Bobby spoke about some of the issues that brought a lot of us to the fight over the past half century. Good jobs. Affordable housing. Investments in education.

But he also spoke at a moment when our people seemed divided beyond repair. With the credibility of our government in doubt, with neighbor pitted against neighbor, and our politics dominated by anger and resentment, America itself seemed to be falling apart at the seams.

Kennedy warned:

[T]he essential humanity of men can be protected and preserved only where government must answer – not just to the wealthy, not just to those of a particular religion, or a particular race, but to all its people.

History may not repeat itself, but sometimes it rhymes. Things are different now, but a lot of the anxiety that swept through the country in 1968 echoes the anxiety of today. The anxiety felt by millions of Americans who are working harder than ever but feel the opportunity slipping away from themselves and their children. The anxiety felt by African American and Latino families that those opportunities never truly existed to begin with.

Half a century later, we face another moment of crisis – a crisis in our government, a crisis in our politics, and, indeed, a crisis in democracy itself.
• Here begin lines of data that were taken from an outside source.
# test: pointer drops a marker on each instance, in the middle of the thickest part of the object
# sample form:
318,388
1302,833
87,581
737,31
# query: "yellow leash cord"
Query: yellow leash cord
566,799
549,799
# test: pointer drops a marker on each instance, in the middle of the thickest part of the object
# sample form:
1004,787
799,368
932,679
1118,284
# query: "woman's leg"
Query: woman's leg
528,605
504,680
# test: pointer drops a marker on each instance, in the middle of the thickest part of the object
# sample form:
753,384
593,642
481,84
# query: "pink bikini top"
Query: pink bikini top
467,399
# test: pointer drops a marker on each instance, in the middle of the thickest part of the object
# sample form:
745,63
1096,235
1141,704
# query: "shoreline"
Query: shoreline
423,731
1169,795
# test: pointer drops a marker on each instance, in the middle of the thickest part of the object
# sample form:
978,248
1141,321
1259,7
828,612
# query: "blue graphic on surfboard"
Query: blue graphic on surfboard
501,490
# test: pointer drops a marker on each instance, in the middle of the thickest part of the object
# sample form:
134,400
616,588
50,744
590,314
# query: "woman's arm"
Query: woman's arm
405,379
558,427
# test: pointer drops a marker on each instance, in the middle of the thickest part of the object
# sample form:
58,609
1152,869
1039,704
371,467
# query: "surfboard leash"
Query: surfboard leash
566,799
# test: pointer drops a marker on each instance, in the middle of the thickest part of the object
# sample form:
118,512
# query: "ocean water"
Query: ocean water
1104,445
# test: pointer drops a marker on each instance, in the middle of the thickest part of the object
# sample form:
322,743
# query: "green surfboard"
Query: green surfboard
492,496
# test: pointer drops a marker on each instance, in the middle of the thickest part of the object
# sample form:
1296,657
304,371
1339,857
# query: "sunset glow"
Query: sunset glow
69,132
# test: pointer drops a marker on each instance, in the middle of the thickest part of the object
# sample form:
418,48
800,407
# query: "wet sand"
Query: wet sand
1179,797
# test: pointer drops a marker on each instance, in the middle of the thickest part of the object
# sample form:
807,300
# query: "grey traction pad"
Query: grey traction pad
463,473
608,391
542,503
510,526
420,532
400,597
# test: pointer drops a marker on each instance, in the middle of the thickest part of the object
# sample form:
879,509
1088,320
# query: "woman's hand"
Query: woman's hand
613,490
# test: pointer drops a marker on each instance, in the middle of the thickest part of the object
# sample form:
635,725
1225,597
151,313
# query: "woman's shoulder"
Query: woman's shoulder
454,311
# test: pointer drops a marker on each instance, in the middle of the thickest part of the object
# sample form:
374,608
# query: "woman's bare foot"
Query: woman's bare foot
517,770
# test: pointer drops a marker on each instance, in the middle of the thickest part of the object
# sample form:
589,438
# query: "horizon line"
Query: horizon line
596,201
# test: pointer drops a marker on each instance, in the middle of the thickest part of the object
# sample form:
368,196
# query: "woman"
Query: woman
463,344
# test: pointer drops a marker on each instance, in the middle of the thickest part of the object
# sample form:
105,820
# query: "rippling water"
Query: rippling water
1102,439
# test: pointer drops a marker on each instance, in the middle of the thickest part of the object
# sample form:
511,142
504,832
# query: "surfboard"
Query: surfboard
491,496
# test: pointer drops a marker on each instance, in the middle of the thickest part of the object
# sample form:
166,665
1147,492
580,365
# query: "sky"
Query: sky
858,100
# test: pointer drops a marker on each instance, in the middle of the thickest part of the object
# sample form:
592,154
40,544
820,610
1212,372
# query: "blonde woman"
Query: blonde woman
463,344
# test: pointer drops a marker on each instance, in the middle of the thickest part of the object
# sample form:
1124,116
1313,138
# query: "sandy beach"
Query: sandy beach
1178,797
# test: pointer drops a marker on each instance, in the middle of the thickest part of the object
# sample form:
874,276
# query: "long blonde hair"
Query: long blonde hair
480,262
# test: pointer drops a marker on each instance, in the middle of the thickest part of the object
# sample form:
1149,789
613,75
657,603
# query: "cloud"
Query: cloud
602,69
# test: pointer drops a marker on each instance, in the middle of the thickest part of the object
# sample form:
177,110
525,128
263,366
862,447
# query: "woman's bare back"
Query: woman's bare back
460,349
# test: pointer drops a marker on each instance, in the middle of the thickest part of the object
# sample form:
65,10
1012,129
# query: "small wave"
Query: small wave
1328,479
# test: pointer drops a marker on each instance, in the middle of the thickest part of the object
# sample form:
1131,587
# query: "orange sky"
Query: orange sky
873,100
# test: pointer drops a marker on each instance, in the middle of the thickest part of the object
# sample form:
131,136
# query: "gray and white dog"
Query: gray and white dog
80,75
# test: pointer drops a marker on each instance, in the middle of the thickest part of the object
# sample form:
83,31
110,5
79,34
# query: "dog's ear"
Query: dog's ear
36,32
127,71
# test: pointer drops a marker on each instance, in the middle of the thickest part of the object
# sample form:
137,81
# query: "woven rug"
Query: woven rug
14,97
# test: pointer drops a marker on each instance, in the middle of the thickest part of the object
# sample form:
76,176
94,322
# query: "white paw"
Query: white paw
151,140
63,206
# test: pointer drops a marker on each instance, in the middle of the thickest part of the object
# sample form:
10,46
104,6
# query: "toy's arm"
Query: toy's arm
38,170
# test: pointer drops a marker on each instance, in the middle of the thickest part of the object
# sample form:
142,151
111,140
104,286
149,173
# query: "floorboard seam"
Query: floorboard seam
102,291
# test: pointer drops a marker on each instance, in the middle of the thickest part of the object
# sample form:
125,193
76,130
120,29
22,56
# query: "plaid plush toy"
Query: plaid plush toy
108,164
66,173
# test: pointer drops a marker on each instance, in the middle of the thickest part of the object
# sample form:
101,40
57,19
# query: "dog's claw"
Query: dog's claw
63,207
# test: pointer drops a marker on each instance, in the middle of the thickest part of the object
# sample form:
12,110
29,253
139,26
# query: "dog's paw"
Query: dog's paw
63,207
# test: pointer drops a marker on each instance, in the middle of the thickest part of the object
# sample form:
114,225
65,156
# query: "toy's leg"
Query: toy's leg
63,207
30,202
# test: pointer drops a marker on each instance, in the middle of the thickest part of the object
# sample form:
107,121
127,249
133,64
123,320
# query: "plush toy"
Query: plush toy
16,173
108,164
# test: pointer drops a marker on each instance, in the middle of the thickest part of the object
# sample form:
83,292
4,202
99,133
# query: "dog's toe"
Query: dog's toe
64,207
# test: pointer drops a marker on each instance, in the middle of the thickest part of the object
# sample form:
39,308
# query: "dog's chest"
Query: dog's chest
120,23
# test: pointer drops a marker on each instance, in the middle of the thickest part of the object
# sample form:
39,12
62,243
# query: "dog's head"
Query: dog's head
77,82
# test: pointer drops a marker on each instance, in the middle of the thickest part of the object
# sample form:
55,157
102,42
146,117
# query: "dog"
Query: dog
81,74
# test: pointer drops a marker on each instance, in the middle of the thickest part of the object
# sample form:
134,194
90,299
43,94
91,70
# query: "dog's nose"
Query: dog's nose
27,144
You see it in the way this administration is trampling on the laws and traditions that are supposed to keep the most powerful in our country accountable to the people.
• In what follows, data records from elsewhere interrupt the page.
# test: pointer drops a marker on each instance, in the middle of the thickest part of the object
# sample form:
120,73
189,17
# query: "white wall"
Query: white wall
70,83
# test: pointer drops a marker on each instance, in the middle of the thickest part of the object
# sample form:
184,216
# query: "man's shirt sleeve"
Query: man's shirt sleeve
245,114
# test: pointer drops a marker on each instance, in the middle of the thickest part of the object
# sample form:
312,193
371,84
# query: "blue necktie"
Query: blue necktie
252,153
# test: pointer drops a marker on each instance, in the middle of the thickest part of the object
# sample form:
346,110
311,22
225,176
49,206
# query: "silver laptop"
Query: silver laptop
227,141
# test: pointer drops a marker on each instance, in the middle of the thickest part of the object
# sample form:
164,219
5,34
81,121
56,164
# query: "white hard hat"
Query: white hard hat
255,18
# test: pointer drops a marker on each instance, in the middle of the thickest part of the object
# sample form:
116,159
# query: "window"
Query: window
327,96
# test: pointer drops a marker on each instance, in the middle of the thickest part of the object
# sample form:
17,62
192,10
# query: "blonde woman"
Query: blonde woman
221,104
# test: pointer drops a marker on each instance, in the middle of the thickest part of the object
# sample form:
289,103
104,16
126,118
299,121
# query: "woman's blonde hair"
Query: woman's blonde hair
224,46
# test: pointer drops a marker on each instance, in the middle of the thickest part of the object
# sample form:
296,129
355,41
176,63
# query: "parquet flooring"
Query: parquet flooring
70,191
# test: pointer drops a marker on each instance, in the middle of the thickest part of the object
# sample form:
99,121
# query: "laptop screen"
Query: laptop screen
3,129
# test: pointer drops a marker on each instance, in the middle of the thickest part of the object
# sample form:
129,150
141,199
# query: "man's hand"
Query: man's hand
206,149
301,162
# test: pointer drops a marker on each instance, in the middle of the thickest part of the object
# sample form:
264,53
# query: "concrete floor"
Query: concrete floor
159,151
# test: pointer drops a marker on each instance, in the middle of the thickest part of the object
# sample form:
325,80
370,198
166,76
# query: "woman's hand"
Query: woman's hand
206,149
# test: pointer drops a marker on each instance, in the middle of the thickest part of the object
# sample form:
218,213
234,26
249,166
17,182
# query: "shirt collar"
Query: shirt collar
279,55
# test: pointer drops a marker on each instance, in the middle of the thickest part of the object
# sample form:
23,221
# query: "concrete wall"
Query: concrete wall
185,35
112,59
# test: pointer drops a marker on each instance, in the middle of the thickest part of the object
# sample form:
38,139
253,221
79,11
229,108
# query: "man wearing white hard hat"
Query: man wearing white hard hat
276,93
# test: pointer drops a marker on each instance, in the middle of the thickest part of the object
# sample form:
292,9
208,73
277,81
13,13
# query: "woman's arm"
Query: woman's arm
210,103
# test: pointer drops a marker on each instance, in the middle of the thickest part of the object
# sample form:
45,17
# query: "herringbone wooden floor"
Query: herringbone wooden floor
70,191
You see it in the cesspool of money and power that is our nation’s capital – those same billionaires and giant corporations gobbling down their huge new tax cuts, then spending millions of dollars on Super PAC ads and lobbyists to keep the game going.

You even see it in the way some politicians are working to rig our elections: gerrymandering and voter ID laws and Citizens United – it’s all designed to make sure we, the people, can’t hold them accountable.

When Bobby Kennedy was killed 50 years ago today, the promise of a different America – a better America – seemed to vanish. America continued down a dangerous road where the rich got richer, and everyone else got left behind. We became a country that said, “I got mine, the rest of you are on your own.”

But that promise isn’t gone – not by a long shot. It’s not gone in the eyes of the people I meet who remember that campaign in 1968. It’s not gone in the children who pass by his photo with his big brother John at the Kennedy Library here in Boston. And it’s not gone in the millions of people – young and old, rich and poor, black, white, brown – who still believe that we can build a better future for our children and grandchildren.

Our democracy is fractured in deep and terrible ways. The darkness may seem all-encompassing. But I still believe in Bobby Kennedy’s tiny ripple of hope. I believe that history is shaped from numberless diverse acts of courage. And I believe that all of us together will write the history of this generation – and in doing so, continue to write the legacy of Bobby Kennedy for generations to come.